Il ruolo dei vertici. Dall’indagine emerge anche che i top manager sono meno propensi dei propri dipendenti a partecipare in prima persona a corsi anti-corruzione Abac (Anti-bribery/anti-corruption) o a partecipare a corsi sulla valutazione del rischio (30%). Un dato preoccupante se si considera che i vertici stessi sono esposti a situazioni che possono minarne l’integrità. Il 21% dei Ceo afferma infatti di aver ricevuto richieste per pagamenti di tangenti, rispetto al 10% del totale.
La survey ha inoltre rilevato come molte delle aziende ritengano di avere difficoltà nel raggiungere adeguati livelli di compliance: un’azienda su cinque continua a non avere una politica vera e propria Abac; il 45% delle organizzazioni non ha introdotto un sistema di segnalazioni; meno del 50% degli intervistati ha partecipato a corsi di formazione sul tema; meno di un terzo delle società, infine, effettua una severa due diligence per evidenziare eventuali azioni di corruzione da parte dei propri business partner (ad esempio nei processi di acquisizione e fusione).

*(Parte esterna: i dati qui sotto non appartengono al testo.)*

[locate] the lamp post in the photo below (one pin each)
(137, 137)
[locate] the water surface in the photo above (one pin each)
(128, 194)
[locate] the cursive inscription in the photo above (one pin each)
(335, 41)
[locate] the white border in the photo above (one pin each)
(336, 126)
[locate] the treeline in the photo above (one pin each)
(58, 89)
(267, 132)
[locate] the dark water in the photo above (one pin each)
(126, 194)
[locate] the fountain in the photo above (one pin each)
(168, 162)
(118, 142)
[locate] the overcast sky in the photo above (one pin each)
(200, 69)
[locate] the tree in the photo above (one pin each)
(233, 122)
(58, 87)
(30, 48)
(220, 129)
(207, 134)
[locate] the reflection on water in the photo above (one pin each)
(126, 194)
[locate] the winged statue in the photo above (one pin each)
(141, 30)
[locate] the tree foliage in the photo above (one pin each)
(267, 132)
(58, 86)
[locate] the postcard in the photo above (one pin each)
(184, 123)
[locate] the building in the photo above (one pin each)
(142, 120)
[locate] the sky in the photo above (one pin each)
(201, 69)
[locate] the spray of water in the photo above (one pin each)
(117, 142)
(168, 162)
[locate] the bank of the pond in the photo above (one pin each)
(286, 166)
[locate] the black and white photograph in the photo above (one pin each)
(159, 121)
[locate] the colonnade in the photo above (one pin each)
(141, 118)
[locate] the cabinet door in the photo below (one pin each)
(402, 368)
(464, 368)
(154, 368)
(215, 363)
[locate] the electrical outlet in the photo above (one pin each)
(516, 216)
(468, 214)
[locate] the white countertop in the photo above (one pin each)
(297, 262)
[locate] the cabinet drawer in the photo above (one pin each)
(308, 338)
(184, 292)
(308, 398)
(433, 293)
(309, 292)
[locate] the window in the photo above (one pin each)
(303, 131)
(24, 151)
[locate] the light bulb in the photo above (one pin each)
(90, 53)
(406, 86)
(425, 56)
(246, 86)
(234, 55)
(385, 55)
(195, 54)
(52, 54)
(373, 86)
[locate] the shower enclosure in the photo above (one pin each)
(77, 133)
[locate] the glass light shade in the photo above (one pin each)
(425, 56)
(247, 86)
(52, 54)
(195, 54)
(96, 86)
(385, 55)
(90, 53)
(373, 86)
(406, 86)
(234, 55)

Come reagire. “In Italia la consapevolezza c’è, ma non si fa abbastanza – spiega Fabrizio Santaloia, National Leader EY per i Fraud Investigation & Dispute Services (Fids) – Il modello del decreto 231 è importante ma richiede interventi più ampi e integrati da parte delle aziende, con pratiche più specifiche e approfondite. Il business etico dovrà rappresentare la nuova strada, anche perché le azioni illecite non sono nemmeno economicamente convenienti e, anzi, creano danni spesso irreparabili.
I vertici aziendali dovrebbero partecipare e guidare in prima persona le politiche anti-corruzione, in Italia ma anche nei paesi dove le loro aziende sono presenti”. Cina e Stati Uniti, per esempio, hanno legislazioni molto decise e rigide per stroncare questi fenomeni e ricorrono a pesanti sanzioni. Ciò che le percezioni ancora non registrano: in Italia solo il 24% dei manager intervistati ritiene che vi siano state effettive punizioni dei colpevoli; nel mondo quasi il doppio.